Commodification Across European Healthcare Systems. Linking out-of-Pocket Payments to Income-Related Inequalities in Unmet Health Needs
Commodification Across European Healthcare Systems. Linking out-of-Pocket Payments to Income-Related Inequalities in Unmet Health Needs
Thursday, 2 July 2015: 4:00 PM-5:30 PM
CLM.7.03 (Clement House)
Health is regarded as a basic human right in advanced democracies, and European welfare states are generally seen as granting access to examination or treatment on the basis of compulsory social insurance contributions or citizenship, and to finally provide healthcare according to need. However, many countries (especially in East-Central Europe) have shifted more and more financial responsibility from insurances and National Health Service towards patients.
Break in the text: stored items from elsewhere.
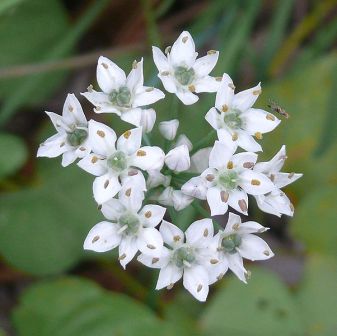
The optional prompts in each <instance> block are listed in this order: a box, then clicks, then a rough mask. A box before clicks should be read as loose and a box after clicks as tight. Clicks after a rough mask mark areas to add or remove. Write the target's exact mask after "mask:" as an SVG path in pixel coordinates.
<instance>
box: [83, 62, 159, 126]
mask: <svg viewBox="0 0 337 336" xmlns="http://www.w3.org/2000/svg"><path fill="white" fill-rule="evenodd" d="M97 82H98V85H99V87H100V88H101V90H102V92H97V91H95V90H93V89H92V88H89V90H88V92H85V93H82V95H83V96H84V97H86V98H87V99H88V100H89V101H90V102H91V103H92V104H93V105H95V109H94V111H95V112H96V113H115V114H117V115H118V116H120V118H121V119H122V120H124V121H126V122H128V123H130V124H132V125H135V126H141V122H142V114H143V113H142V108H141V107H143V106H147V105H151V104H153V103H155V102H157V101H158V100H160V99H163V98H164V97H165V95H164V93H163V92H162V91H160V90H158V89H156V88H153V87H149V86H144V76H143V59H141V61H140V62H136V61H135V62H134V63H133V66H132V70H131V72H130V74H129V75H128V76H127V77H126V75H125V72H124V71H123V70H122V69H121V68H119V67H118V66H117V65H116V64H115V63H114V62H112V61H110V60H109V59H108V58H106V57H103V56H101V57H100V58H99V59H98V64H97ZM143 118H144V115H143Z"/></svg>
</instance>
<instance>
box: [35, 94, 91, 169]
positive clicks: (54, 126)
mask: <svg viewBox="0 0 337 336" xmlns="http://www.w3.org/2000/svg"><path fill="white" fill-rule="evenodd" d="M46 113H47V115H48V116H49V118H50V119H51V121H52V123H53V125H54V127H55V129H56V131H57V134H55V135H53V136H52V137H50V138H48V139H47V140H46V141H45V142H43V143H42V144H41V145H40V147H39V149H38V151H37V156H38V157H40V156H45V157H49V158H52V157H57V156H59V155H62V166H63V167H66V166H68V165H69V164H71V163H73V162H74V161H75V160H76V159H77V158H83V157H85V156H86V155H88V154H89V153H90V145H89V142H88V122H87V119H86V117H85V115H84V113H83V110H82V107H81V105H80V102H79V101H78V100H77V98H76V97H75V95H74V94H68V96H67V99H66V101H65V103H64V106H63V112H62V116H60V115H58V114H56V113H53V112H46Z"/></svg>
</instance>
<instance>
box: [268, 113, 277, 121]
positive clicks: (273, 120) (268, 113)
mask: <svg viewBox="0 0 337 336" xmlns="http://www.w3.org/2000/svg"><path fill="white" fill-rule="evenodd" d="M266 119H267V120H271V121H274V120H275V117H274V116H273V115H272V114H270V113H268V114H267V115H266Z"/></svg>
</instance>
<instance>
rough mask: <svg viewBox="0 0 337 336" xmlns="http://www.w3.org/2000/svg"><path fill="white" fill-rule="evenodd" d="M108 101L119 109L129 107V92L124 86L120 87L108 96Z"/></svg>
mask: <svg viewBox="0 0 337 336" xmlns="http://www.w3.org/2000/svg"><path fill="white" fill-rule="evenodd" d="M109 100H110V101H111V103H113V104H114V105H117V106H119V107H130V100H131V92H130V90H129V89H128V87H126V86H121V87H120V88H119V90H113V91H112V92H111V93H110V94H109Z"/></svg>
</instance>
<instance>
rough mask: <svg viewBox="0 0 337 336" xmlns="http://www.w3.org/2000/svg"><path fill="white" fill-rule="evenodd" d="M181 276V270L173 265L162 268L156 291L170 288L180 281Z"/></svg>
mask: <svg viewBox="0 0 337 336" xmlns="http://www.w3.org/2000/svg"><path fill="white" fill-rule="evenodd" d="M182 275H183V269H182V268H179V267H177V266H175V265H174V264H168V265H167V266H166V267H163V268H162V269H161V270H160V272H159V277H158V281H157V285H156V289H162V288H164V287H168V286H172V285H173V284H175V283H176V282H177V281H178V280H180V279H181V277H182Z"/></svg>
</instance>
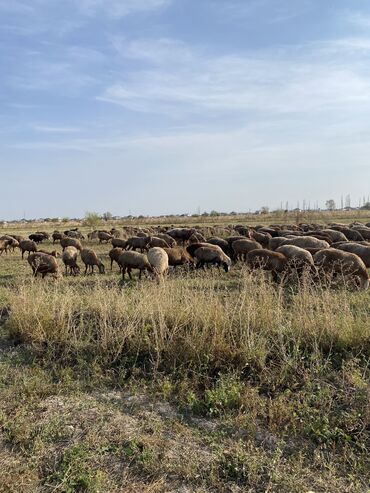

Out-of-pocket payments make up to 50% of total healthcare expenditure, and up to 3.8% of GDP. The effect of such a high reliance on out-of-pocket payments on the distribution of healthcare is theoretically straightforward: Households and individuals with low incomes cannot afford to pay for treatment, so that the probability of unmet health needs depends on income. However, the actual effect on the income-dependence of unmet health needs reveals itself only by examining empirical data. This study estimates multilevel models with survey data from the Europen Survey on Income and Living Conditions (EU-SILC) from 29 countries for up to 9 years, thus showing patterns in unmet health needs for ca. 3 million Europeans in 160 country-year observations. Our main results show three facts about the realities of European welfare states. First, income determines whether a person reports an occasion within the last year where she needed medical treatment or examination but did not receive it across all European countries and years under study. Second, the more a country relies on out-of-pocket payments as a means of healthcare financing, the higher is the proportion of respondents that report unmet health needs. Third, the share of out-of-pocket payments amplifies the effect of income dramatically. While the poorest decile “only” has a 1.4 percentage point higher probability of suffering from unmet health needs than the richest decile in a country with 5 % out-of-pocket payments of total health expenditure, this difference soars up to a dramatic 18 % in a country with 50 % out-of-pocket payments. Thus, we can speak of a commodification of healthcare in many European welfare states.